Corrie opadła na kolana, opierając się na mieczu, który pękł chwilę później, pozwalając Shiroyamie upaść na ziemię. Była wyczerpana walką ponad siły, wykorzystała do niej resztki energii duchowej i teraz nie była w stanie nawet pokryć swoich ran lodem.

– Nie chcę już nikogo więcej stracić – szepnęła, przymykając oczy. – Przecież doskonale o tym wiesz, głupia.

Owszem. I ja tego dopilnuję. – Usłyszała z głębi swojej duszy.

– Witaj z powrotem, Yuki.

Wybacz, zachowałam się naprawdę głupio, moja pani. Dzięki tobie oprzytomniałam.

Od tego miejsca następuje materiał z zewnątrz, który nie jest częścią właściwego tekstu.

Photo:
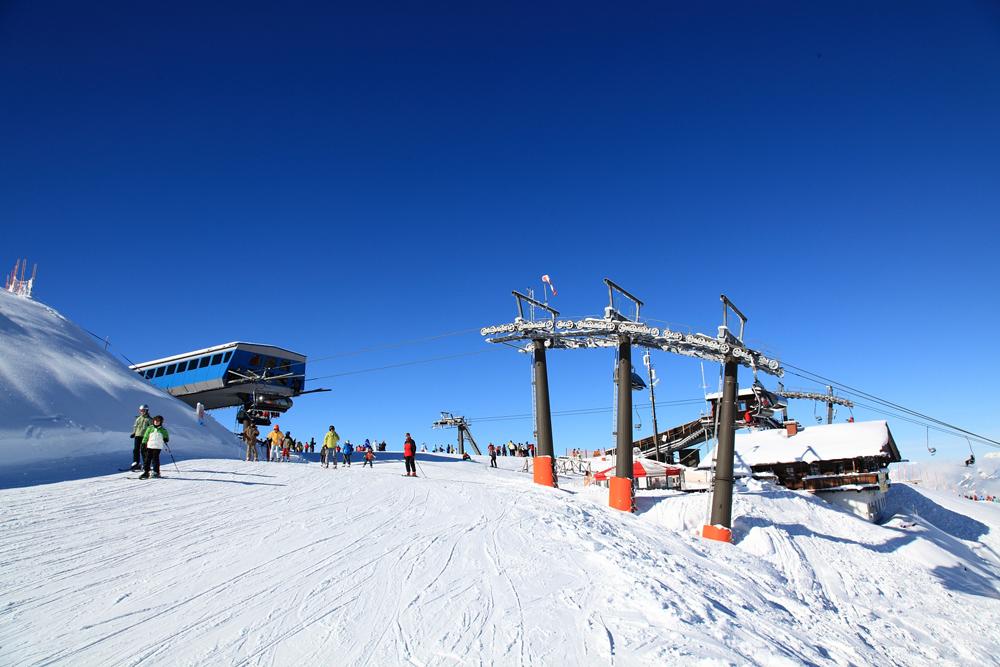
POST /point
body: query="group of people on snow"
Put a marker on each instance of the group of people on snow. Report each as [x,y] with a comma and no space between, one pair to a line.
[148,438]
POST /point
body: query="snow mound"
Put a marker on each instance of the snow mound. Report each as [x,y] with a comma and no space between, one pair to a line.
[296,564]
[67,401]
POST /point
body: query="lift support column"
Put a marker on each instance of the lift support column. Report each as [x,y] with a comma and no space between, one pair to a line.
[722,495]
[622,494]
[544,465]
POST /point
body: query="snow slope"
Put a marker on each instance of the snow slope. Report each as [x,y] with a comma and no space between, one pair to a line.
[982,478]
[236,563]
[68,403]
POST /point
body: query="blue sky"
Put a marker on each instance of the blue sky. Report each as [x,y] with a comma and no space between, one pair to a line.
[330,178]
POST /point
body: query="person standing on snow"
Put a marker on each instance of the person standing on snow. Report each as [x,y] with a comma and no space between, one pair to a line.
[250,434]
[410,456]
[330,441]
[142,422]
[153,441]
[272,441]
[348,450]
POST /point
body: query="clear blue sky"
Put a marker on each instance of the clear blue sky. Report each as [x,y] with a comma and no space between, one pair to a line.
[328,178]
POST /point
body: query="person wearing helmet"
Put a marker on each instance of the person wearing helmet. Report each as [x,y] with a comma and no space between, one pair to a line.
[330,441]
[142,422]
[274,439]
[155,438]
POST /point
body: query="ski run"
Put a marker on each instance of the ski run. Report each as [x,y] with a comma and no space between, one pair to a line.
[227,562]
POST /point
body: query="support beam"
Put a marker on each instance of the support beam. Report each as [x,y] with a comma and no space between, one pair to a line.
[544,464]
[622,495]
[722,494]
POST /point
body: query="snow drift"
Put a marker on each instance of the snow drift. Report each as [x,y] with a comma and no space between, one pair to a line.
[67,401]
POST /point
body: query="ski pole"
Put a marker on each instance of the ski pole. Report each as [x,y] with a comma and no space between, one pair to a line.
[171,456]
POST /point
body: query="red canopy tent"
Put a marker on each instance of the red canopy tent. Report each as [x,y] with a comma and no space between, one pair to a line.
[642,467]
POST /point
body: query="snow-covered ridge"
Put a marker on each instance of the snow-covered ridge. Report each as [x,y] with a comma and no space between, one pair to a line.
[64,399]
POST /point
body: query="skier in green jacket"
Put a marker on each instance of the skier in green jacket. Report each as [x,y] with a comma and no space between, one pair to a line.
[330,441]
[154,439]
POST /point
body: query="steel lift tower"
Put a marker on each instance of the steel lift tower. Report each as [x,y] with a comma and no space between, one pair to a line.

Lód pokrył rany Corrie, zaś Yukikaze zmaterializowała się przy shinigami, która spojrzała na nią, nie ukrywając ulgi.

– Co się stało? – zapytała.

– Muramasa wykorzystał moje obawy i przejął nade mną kontrolę. Wszystkim nam to zrobił, ale dzięki tobie udało mi się wrócić do zdrowych zmysłów. Zaopiekuję się tobą, dopóki nie przyjdzie pomoc.

– Gdy wrócimy, musisz o wszystkim opowiedzieć kapitanom.

– Oczywiście. Odpoczywaj, moja pani.

Gdy Kira dotarł na miejsce zaniepokojony o wynik walki, Corrie spała z głową na kolanach swej Zanpakutou. Yukikaze schyliła przed porucznikiem Trójki głowę z lekkim uśmiechem.

– Życzyłabym sobie, byś lepiej o nią dbał, blondasie – oznajmiła, po czym zniknęła.